As I sifted through the NWA lyrics I tried to find what about it we should consider useful or literary. While sometimes I went through entire tracks shaking my head (“Ain’t tha 1”? Part hilarious, part just plain horrible) the number of discussable lines exceeded my expectations.
“From a kid to a G it's all about money”
This idea, expressed as a line in “Dope Man”, is a recurring theme in both Straight Outta’ Compton and The Wire, and if you extend it broader, to Highway 61 as well. All three works deal with the idea of people being products of their environments, and America’s material society forcing people into roles. And in Straight Outta Compton and The Wire, we also see how inner city youth are forced into crime because they have no other option.

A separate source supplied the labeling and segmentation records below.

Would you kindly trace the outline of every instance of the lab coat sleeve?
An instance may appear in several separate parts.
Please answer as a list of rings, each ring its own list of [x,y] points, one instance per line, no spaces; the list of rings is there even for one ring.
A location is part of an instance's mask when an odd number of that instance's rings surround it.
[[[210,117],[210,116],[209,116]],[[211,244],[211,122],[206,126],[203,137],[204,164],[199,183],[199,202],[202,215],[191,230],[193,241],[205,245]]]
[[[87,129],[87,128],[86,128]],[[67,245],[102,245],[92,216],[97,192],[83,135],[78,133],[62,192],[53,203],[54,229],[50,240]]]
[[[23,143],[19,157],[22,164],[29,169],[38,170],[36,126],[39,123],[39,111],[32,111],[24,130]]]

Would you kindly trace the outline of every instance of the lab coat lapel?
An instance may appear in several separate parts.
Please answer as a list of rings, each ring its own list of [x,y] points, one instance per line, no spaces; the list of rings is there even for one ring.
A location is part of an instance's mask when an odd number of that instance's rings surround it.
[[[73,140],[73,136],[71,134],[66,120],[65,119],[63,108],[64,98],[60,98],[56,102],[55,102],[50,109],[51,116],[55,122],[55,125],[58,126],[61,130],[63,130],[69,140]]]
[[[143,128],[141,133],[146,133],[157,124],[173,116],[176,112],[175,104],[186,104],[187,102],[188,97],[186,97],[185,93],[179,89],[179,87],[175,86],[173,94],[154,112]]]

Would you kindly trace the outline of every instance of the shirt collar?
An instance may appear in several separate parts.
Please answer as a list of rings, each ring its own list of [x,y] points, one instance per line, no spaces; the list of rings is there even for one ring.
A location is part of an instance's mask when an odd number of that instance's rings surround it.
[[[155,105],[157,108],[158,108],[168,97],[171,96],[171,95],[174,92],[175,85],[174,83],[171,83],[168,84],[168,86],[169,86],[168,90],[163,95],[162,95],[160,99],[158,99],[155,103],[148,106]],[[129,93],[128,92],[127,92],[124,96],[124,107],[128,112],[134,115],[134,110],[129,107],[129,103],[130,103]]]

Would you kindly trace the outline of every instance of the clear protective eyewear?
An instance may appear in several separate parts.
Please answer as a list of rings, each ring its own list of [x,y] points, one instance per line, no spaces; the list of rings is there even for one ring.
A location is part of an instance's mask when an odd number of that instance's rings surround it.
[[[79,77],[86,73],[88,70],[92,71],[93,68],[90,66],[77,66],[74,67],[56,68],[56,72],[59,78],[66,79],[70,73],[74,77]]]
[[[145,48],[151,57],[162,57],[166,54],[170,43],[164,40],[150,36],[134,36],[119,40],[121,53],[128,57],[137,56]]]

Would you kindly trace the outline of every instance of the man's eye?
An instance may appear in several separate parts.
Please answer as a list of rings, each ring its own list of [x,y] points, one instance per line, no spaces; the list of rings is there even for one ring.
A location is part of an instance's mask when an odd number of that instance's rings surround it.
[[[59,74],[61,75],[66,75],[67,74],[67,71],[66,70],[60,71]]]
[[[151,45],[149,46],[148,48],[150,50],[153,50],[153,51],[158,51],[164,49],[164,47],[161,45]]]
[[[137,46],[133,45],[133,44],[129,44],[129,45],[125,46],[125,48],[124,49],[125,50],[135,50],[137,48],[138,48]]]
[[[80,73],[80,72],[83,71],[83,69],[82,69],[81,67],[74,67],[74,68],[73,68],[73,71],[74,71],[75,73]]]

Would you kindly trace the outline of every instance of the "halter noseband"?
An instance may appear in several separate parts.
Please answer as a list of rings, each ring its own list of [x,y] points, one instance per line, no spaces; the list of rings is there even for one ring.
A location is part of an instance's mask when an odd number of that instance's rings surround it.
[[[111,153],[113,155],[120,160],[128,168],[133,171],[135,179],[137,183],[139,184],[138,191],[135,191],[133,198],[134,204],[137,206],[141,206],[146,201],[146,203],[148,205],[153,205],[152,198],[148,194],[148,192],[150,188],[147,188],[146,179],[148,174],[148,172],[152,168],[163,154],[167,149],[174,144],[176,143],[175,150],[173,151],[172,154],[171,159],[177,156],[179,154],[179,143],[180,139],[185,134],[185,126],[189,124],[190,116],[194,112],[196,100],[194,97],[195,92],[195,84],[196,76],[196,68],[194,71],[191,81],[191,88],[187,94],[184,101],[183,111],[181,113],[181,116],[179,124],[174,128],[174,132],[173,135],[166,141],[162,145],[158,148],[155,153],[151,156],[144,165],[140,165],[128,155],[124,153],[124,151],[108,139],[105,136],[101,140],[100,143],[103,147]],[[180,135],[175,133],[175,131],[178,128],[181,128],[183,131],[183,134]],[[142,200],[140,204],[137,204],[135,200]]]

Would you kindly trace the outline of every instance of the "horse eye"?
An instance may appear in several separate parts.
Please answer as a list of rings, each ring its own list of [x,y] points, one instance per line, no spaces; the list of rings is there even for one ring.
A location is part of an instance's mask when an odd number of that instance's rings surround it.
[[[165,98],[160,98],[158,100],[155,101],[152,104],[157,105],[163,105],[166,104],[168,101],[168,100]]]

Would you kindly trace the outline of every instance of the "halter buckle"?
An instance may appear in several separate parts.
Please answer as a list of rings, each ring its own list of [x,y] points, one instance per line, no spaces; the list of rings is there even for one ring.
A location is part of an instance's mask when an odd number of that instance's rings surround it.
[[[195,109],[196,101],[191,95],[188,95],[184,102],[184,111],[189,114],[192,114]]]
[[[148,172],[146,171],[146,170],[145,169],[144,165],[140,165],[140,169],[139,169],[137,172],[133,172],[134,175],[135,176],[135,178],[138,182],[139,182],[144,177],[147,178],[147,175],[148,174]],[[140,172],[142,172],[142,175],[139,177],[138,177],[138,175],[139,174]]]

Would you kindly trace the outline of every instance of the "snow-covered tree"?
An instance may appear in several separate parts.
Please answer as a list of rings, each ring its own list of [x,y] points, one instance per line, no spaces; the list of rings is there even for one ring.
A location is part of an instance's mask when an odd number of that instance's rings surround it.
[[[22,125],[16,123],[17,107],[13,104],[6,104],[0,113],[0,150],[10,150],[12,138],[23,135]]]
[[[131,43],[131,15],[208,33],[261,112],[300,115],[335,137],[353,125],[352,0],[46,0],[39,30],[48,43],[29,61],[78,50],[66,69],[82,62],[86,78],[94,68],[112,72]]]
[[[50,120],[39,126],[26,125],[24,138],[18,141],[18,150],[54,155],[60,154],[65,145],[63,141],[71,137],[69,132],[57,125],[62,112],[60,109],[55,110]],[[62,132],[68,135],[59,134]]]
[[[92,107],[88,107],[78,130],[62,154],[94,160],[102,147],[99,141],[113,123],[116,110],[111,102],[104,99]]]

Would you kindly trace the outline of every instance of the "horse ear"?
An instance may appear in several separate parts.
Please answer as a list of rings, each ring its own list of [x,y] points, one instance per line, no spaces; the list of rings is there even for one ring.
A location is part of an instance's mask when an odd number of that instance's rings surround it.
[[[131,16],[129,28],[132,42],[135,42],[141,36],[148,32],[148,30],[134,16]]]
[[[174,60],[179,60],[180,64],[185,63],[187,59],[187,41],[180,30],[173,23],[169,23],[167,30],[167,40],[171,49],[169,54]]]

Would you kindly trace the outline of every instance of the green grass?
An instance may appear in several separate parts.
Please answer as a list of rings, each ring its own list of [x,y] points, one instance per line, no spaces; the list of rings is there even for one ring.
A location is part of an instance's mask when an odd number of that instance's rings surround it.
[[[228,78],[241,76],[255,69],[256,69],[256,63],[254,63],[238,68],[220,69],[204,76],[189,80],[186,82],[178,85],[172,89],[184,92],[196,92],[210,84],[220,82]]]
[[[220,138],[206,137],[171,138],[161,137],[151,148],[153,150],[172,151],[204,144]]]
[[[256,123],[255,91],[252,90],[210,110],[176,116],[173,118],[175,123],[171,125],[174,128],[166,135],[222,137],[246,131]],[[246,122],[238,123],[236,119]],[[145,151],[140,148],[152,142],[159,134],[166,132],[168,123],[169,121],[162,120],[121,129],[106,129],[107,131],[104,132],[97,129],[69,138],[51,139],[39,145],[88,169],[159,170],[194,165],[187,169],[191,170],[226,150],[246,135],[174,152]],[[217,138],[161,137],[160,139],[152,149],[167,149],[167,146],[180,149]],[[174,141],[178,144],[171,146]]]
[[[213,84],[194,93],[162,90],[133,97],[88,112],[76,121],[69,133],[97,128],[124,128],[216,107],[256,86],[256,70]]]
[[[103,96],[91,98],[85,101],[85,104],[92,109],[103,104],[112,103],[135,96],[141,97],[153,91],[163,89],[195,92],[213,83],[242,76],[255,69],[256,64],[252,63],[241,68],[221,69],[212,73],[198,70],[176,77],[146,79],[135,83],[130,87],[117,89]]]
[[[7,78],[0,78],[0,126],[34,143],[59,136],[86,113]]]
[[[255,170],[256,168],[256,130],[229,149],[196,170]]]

But to get back to my original intent of focusing on Straight Outta’ Compton, one thing I recurrently noticed was N.W.A.’s rejection of the material splendor that is the subject of so many stupid, stupid, recent rap songs (Let me buy you a drank?). Even in the middle of the brutal objectification that is “Ain’t tha 1” Ice Cube offers “You shouldn't be, so damn material/And try to milk Ice Cube like cereal”. Assuming that the first line wasn’t added solely to rhyme with cereal, Ice cube reveals that he is actually arguing against the material nature of the world he finds himself in. And when Dr. Dre adds “But chu know it ain't all about wealth/As long as you make a note to, express yourself”, we see that indeed, N.W.A. seems to be the antithesis of what much of rap today is about. Sure they’re cocky and seem to have about 15 different words to rhyme with “gat”, but they’re actually trying to send an artistic message, in their own way. They argue against the way our material society puts focus on what makes money rather than what is new and original, which is in itself, a refreshingly new and original topic for rap, even 21 years later.